Doncić ma wielką szansę powtórzyć ten sukces w nadchodzącym sezonie. Mavericks powinni być lepsi, biorąc pod uwagę dołączenie do składu Klaya Thompsona, Naji Marshalla, Quentina Grimesa i Spencera Dinwiddiego. Doncic ma kolejny rok chemii z Kyriem Irvingiem, a Dereck Lively II powinien w dalszym ciągu poprawiać się po obiecującej kampanii dla debiutantów.
Lepsze odstępy wokół Doncicia sprawią, iż będzie jeszcze trudniej go chronić. Thompson dostanie najłatwiejsze trójki w swoim życiu, a drużyny nie mogą już dłużej rezygnować z tak kiepskiego strzelca jak Derrick Jones Jr.
Doncić wkracza w sezon w wieku 25 lat i będzie lepszy niż kiedykolwiek. Michael Jordan, LeBron James i Giannis Antetokounmpo zdobyli swoje pierwsze tytuły MVP w wieku 24 lat. Jokic zdobył tytuł MVP w wieku 25 lat. Doncic zakończy karierę w tej samej branży, co jeden z 25 najlepszych graczy, którzy kiedykolwiek grali w tę grę. Jego czas nadszedł teraz.
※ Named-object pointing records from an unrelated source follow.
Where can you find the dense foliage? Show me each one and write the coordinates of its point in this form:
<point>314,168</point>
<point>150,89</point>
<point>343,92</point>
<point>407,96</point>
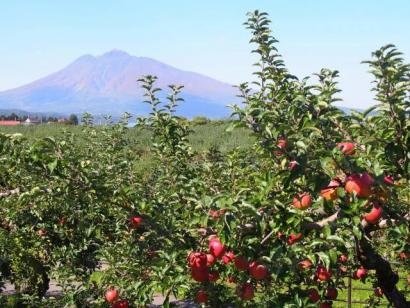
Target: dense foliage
<point>320,196</point>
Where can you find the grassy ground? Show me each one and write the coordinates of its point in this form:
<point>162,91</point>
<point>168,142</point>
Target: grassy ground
<point>203,137</point>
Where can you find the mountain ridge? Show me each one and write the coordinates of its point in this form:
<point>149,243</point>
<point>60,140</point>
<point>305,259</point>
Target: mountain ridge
<point>108,84</point>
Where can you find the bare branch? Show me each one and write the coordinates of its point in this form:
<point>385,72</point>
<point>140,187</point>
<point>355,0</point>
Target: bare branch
<point>320,224</point>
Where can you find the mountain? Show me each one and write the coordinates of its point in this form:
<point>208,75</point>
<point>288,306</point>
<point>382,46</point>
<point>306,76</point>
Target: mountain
<point>107,84</point>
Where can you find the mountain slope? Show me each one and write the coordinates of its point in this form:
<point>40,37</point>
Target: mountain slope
<point>107,84</point>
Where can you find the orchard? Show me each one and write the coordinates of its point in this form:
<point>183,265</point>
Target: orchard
<point>321,196</point>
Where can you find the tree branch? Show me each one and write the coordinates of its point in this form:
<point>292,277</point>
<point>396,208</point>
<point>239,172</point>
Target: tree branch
<point>386,277</point>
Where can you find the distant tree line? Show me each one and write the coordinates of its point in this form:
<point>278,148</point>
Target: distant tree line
<point>71,120</point>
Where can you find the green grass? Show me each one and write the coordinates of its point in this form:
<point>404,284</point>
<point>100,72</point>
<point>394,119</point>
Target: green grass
<point>363,295</point>
<point>203,137</point>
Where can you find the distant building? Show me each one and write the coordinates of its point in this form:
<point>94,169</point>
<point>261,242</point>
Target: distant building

Debiut Roku: Zach Edey, Grizzlies
To nie jest dobra klasa nowicjuszy, a wielu z najlepszych typów w tym drafcie wyglądało, jakby byli bardzo daleko od udziału w Lidze Letniej. Mówiąc delikatnie, Alex Sarr, mówiąc delikatnie, jest w toku, podobnie jak Zaccharie Risacher. Reed Sheppard mógłby rywalizować o nagrodę, ale może nie zdobyć minut potrzebnych do zwycięstwa, biorąc pod uwagę głębokość defensywy Houston.
To oznacza, iż Edey domyślnie zdobywa nagrodę. Będzie dużo grał – Grizzlies nie mają za sobą zbyt wiele na środku. Ma także umiejętności gotowe do gry w NBA, dzięki swoim wewnętrznym punktom i zbiórkom, a Memphis to dobre miejsce na ukrycie jego słabości.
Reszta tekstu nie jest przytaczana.